ルアーと言っても多種多様な種類が存在するが、今回は主に海で使用されるルアーについての私の考えを書き残そうと思う。素人の戯言だと思って読んでいただきたい。
少々マニアックな話になる。
昨今のソルトウォータルアーの流行りの一つとして(強烈なフラッシング)この要素を持つルアーが飛ぶように売れている。
シマノのルアーでは(フラッシュブースト)ダイワでは、つい最近発売された(レーザーインパクト)これらの機能はどちらもルアーをリアルなベイトフィッシュに似せた光を反射する機能だ。
私自身もシマノのフラッシュブーストを搭載したミノーを3本ほど購入したことがある。こんなの釣れないわけがないだろと。
私はシマノに釣られた。
使用してみての感想は。従来のルアーと釣果の差は感じなかった。
このフラッシングに関して私が疑問に思うことがある。
フィッシュイーターの餌となるベイトフィッシュはどれもキラキラしている。
これに似せれば釣れる。というロジックは理解できるが。フィッシュイーターは本当にそのフラッシングを頼りに捕食を行っているのかというところだ。

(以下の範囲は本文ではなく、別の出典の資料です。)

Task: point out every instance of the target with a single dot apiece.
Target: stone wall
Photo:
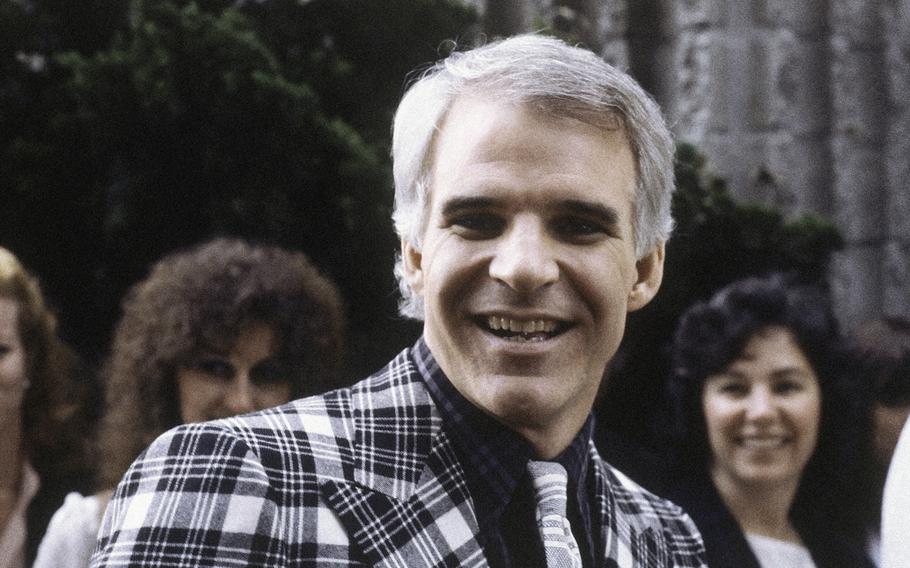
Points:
(801, 105)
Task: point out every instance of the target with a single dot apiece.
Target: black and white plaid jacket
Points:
(363, 476)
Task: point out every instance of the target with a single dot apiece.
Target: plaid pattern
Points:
(363, 476)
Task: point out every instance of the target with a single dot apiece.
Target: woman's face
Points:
(216, 385)
(12, 356)
(763, 413)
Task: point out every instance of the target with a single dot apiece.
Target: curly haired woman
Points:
(223, 329)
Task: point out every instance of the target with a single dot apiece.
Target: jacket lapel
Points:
(408, 504)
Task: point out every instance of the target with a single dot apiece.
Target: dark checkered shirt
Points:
(495, 463)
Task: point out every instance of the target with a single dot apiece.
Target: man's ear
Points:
(412, 263)
(650, 270)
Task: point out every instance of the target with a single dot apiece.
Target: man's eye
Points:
(477, 225)
(214, 366)
(787, 387)
(733, 389)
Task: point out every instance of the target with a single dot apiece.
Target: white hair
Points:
(561, 80)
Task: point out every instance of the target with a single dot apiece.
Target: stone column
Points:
(896, 275)
(857, 146)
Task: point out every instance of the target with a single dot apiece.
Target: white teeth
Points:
(762, 443)
(521, 326)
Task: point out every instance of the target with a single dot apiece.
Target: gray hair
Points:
(560, 79)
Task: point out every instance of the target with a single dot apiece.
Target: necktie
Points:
(550, 481)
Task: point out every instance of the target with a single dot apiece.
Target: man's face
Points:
(527, 268)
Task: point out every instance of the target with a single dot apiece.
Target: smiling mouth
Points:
(768, 443)
(523, 330)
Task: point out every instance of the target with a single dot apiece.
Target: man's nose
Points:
(525, 258)
(241, 396)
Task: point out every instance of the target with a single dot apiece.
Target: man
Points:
(533, 188)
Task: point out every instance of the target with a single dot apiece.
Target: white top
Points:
(775, 553)
(71, 534)
(12, 536)
(896, 506)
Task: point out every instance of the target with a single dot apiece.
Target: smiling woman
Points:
(763, 418)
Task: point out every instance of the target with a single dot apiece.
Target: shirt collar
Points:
(494, 458)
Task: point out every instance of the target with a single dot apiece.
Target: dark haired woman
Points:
(764, 424)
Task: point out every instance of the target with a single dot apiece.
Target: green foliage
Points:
(717, 240)
(184, 120)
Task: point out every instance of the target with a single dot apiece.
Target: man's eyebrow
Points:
(456, 205)
(607, 215)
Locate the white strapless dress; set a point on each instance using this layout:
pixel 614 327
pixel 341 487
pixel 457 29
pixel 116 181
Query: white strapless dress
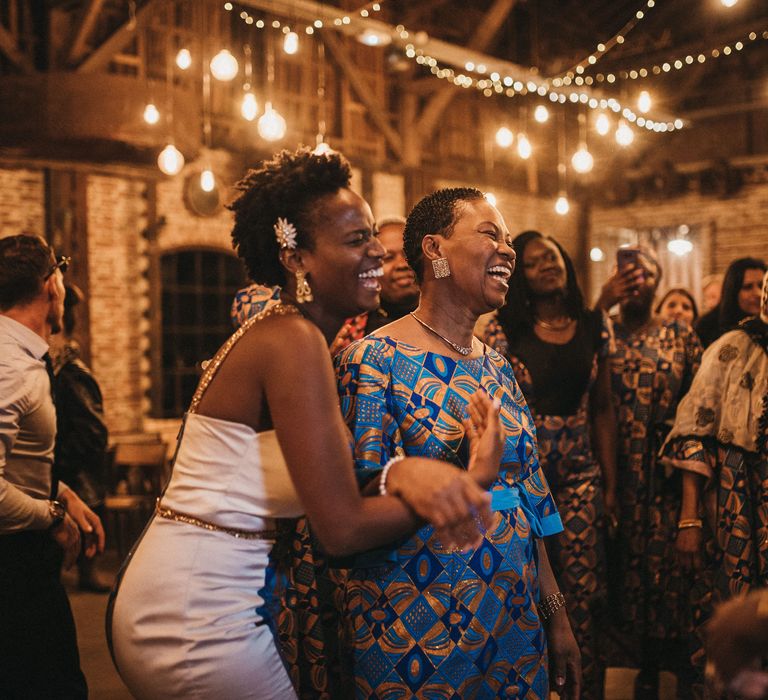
pixel 188 621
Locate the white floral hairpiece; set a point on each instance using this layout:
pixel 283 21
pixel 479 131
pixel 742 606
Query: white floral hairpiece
pixel 285 232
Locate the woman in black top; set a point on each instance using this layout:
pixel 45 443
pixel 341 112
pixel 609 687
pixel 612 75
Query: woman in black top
pixel 557 348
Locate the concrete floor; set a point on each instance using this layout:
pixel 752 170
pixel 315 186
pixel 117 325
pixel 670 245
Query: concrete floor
pixel 105 684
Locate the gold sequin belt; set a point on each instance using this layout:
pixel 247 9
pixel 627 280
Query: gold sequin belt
pixel 171 514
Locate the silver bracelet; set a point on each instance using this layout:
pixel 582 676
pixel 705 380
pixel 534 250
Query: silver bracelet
pixel 385 474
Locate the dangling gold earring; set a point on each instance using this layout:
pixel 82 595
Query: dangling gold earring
pixel 440 268
pixel 303 290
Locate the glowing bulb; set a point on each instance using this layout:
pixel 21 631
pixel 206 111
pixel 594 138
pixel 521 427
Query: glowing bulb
pixel 151 114
pixel 183 59
pixel 224 66
pixel 644 102
pixel 624 134
pixel 271 125
pixel 170 160
pixel 291 43
pixel 602 124
pixel 541 114
pixel 680 246
pixel 596 254
pixel 524 148
pixel 249 107
pixel 582 161
pixel 504 137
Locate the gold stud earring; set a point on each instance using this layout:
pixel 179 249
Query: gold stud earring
pixel 303 290
pixel 441 268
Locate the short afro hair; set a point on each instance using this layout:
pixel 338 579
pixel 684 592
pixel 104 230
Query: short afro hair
pixel 286 186
pixel 25 264
pixel 437 214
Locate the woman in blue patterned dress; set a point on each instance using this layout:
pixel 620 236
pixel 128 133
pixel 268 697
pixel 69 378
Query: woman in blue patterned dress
pixel 651 370
pixel 558 350
pixel 424 620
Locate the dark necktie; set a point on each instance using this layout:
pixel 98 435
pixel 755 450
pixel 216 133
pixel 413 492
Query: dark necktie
pixel 52 378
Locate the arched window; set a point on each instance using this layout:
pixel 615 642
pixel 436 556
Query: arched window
pixel 198 286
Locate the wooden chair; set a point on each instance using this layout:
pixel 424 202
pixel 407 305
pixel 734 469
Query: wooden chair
pixel 139 471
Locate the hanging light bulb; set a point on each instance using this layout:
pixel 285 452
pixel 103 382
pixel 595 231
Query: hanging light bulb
pixel 224 66
pixel 170 160
pixel 644 102
pixel 582 161
pixel 207 180
pixel 271 124
pixel 249 107
pixel 624 134
pixel 524 148
pixel 561 205
pixel 504 137
pixel 541 114
pixel 602 124
pixel 291 43
pixel 184 59
pixel 151 114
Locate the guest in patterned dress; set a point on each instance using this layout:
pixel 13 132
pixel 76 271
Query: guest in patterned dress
pixel 651 370
pixel 720 444
pixel 558 350
pixel 425 620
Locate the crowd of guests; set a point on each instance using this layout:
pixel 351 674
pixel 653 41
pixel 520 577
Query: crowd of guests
pixel 497 510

フィッシュイーターの多くは側線や嗅覚が非常に発達している。
なぜイワシが光を反射するのか考えてみて欲しい。光を放つと捕食されるのなら。
イワシは光を放たないマットな質感で進化をするはずだろう。
群れを成す魚の多くは視認しやすい見た目をしている。
イワシは青物とタイマンを張ろうとは鼻から考えていない。群れ対1の戦略で現在まで生き残った。イワシは群れを形成するため、互いに光を放ちそれを頼りに群れを形成しているのではないだろうか。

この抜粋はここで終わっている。